Symrise reports strong organic growth of 7.5 percent in Q1
08 May 2018 --- Symrise AG remains on track for strong growth in the fiscal year 2018 and achieved a healthy 7.5 percent organic increase in sales in Q1. Taking into account portfolio and exchange rate effects, sales in the first quarter were up 1.5 percent to €776.9 million (US$925.4 million) (Q1 2017: €765.2 million (US$911 million)). Earnings before interest, taxes, depreciation and amortization (EBITDA) amounted to €155.8 million (US$185.5 million). Due to negative currency effects and higher raw material costs, the EBITDA came in lower than in the prior-year period (Q1 2017: €165.5 million (US$197 million)). The EBITDA margin reached 20.1 percent and was within the medium-term target corridor of 19–22 percent.
Strong organic sales growth
All segments experienced healthy demand. Considering portfolio effects – such as the sales contributions of the recently acquired companies Cobell and Citratus – and exchange rate effects, Symrise increased its sales by 1.5 percent to €776.9 million (US$925.4 million) (Q1 2017: €765.2 million (US$911 million)).
Double-digit sales growth in the Flavor segment
Sales in the Flavor segment, which encompasses the business activities with flavors for foods and beverages, grew organically in the first quarter at a very dynamic rate of 11.0 percent. All business units and regions showed significant increases in sales. Taking into account exchange rate effects and the Cobell acquisition, sales in this segment were up 7.8 percent in reporting currency in the first quarter to €291.2 million (US$346.5 million)(Q1 2017: €270.2 million (US$321.5 million)).
The Asia/Pacific region achieved in all business units high single-digit or even double-digit percentage growth rates, with particularly satisfactory results especially in China, Japan and Singapore.
The North America region also saw significant year-on-year gains in sales. The Beverages application area showed a particularly dynamic trend resulting from an extensive new business.
The overall trend in the Latin America region was positive, with an organic growth rate in the medium single-digit percentage range. The biggest impetus came from the Sweet business unit, with good demand in the markets of Brazil and Mexico.
In the Flavor segment, EBITDA increased to €61.0 million (US$72.5 million).
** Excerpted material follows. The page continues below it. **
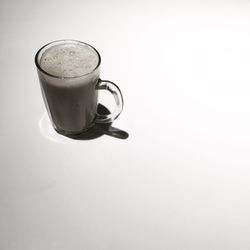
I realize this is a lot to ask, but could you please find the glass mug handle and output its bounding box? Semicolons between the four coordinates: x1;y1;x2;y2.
95;79;123;123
This result was €4.1 million (US$4.8 million) higher than in the same period a year earlier (Q1 2017: €56.9 million US$67.7 million)) despite unfavorable exchange rates, and represents an increase of 7.2 percent. The EBITDA margin, at 20.9 percent, was down slightly (Q1 2017: 21.1 percent), mainly as a result of the Cobell acquisition.
Nutrition with strong demand for Food and Pet Food applications
The Nutrition segment, which includes the Diana division, with Food, Pet Food and Baby Food applications as well as Probiotics, achieved organic growth of 2.9 percent in the first quarter. This reflects above all an announced reduction in orders from a relevant probiotics customer. Adjusted for the business unit Probi, the growth rate was 8.0 percent. In consideration of unfavorable exchange rates, sales in reporting currency, at €153.8 million (US$182.8 million), were lower than in the same period in 2017 (Q1 2017: €161.8 million (US$192.3 million)).
The Food, Pet Food and Aqua business units achieved growth rates in the high single-digit range. In the Food business unit, the strongest growth was seen in the North America and Asia/Pacific regions. Pet Food applications experienced the highest increases in Latin America and North America, especially in Mexico, Argentina and the USA. EBITDA in the Nutrition segment amounted to €30.1 million (US$35.7 million)in the period under review. Due to negative currency effects, the loss of contributions to earnings through the lower sales in the Probiotics business unit, and start-up costs for the new plant in Georgia, USA, EDITDA was lower than in the first quarter of 2017 (Q1 2017: €36.7 million (US$43.6 million)). As expected, the EBITDA margin was 19.5 percent (Q1 2017: 22.7 percent).
After a good start to the year, Symrise affirms its growth and profitability targets for the current fiscal year. The group remains confident that it will continue to achieve growth on a sustainable basis. The target remains, again in 2018, to significantly exceed the market growth rate, which estimates indicate will lie between 3 percent and 4 percent. In mid-2018 the capacity expansion for cosmetic ingredients in South Carolina will be completed, and the new Diana site for food ingredients in Georgia will be opened in the second half of the year.